The Masjed-e Āghā Bozorg is a historical mosque that was built in the 18th century. I was told that it doesn't function as a mosque anymore, but nevertheless, the accompanying madrasa (religious school) is still fully functional, with students and all.
This would be my first introduction to Iranian architecture. What is important here is symmetry, and that is evident in the design. The pictures above show you how this mosque looks like when you enter it. The madrasa is actually in the subterranean level: if you take a picture at ground level, you won't see it, but the courtyard is actually a depression on the earth, in the middle of the space, and the rooms are located on the sides. This architectural theme of building underground (but exposed) is a constant here, as it makes things cooler. In fact, all of the places I stayed in featured underground rooms, and I stayed in a few of those in fact.

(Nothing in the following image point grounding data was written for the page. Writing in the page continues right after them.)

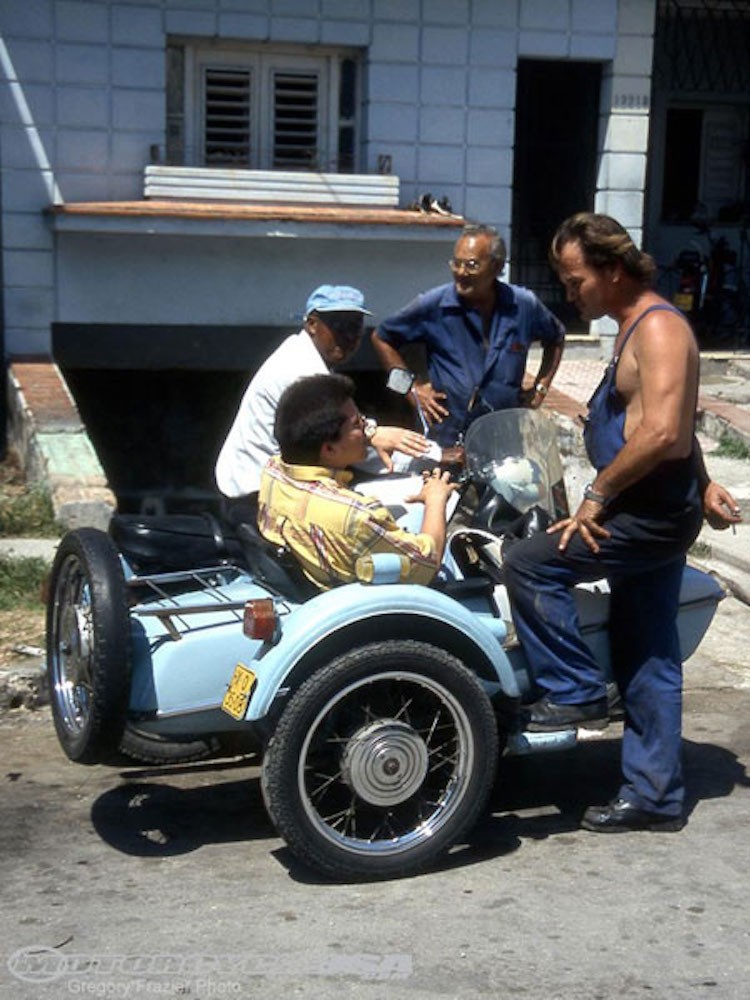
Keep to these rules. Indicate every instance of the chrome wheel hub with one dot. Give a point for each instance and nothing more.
(385, 762)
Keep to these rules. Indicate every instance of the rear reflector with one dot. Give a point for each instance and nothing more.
(259, 620)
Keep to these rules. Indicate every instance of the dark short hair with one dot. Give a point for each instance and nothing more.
(498, 250)
(309, 414)
(603, 242)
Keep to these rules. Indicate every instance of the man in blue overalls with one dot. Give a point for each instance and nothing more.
(634, 526)
(476, 332)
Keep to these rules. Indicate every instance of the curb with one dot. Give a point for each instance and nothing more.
(23, 687)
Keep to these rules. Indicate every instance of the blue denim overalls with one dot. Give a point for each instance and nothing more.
(652, 525)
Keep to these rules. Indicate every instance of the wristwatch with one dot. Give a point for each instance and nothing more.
(589, 493)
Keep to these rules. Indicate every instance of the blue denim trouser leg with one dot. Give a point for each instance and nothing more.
(647, 666)
(643, 561)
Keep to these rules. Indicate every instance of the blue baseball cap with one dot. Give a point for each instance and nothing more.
(336, 298)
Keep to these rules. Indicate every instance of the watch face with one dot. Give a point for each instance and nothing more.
(400, 380)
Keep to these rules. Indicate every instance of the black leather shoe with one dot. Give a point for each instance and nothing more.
(620, 816)
(544, 716)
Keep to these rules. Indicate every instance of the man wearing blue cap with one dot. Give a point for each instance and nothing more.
(332, 331)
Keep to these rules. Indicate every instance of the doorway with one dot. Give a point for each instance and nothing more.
(554, 170)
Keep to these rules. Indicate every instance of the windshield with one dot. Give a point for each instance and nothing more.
(514, 452)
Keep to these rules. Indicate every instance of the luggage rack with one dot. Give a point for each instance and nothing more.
(204, 579)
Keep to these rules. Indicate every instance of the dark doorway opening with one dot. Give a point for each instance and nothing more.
(557, 113)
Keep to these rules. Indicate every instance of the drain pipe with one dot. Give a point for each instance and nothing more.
(27, 121)
(3, 362)
(53, 193)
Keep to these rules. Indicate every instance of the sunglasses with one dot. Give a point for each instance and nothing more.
(347, 328)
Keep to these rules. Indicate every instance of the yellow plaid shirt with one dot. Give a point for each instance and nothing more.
(332, 529)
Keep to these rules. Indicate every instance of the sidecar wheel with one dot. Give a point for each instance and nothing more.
(148, 748)
(88, 646)
(381, 761)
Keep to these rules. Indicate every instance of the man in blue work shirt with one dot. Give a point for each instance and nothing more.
(476, 332)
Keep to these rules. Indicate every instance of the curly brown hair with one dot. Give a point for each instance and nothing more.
(604, 242)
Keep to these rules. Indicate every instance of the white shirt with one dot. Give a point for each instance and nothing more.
(250, 442)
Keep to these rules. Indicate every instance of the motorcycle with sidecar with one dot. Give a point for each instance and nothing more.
(381, 709)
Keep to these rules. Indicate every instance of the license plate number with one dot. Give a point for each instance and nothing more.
(240, 688)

Another architectural feature that one can see here is the iwan. The iwan is a rectangular space that is walled on three sides, and the fourth side is open. The result is a grandiose optical effect, presenting largeness. Most iwans are visually arresting, as it is a crucial feature of the building, and therefore is mostly decorated quite lavishly.
The following pictures I have above show you the madrasa. As you can see, the rooms are both above ground and underground, and the distinction just flows uninterrupted. In these pictures, you will also see badgirs, or windcatchers. These are the towers that have an opening at the top, which are designed to catch the flowing air, diverting it to underground locations of the building, therefore keeping the temperatures low.
Finally, here are a few more photos depicting details of Iranian architecture. The buildings here are definitely a feast for the eyes. This is driven primarily by Islam, as in Islam, it is forbidden to depict living things, so instead of devoting one's artistic talents into making statues, artists here perfected the art of geometry and symmetry, and applied it to architecture, as you can see in this case.
Kashan is also known for its traditional houses. I have visited a few of them, and they will be featured in my next posts.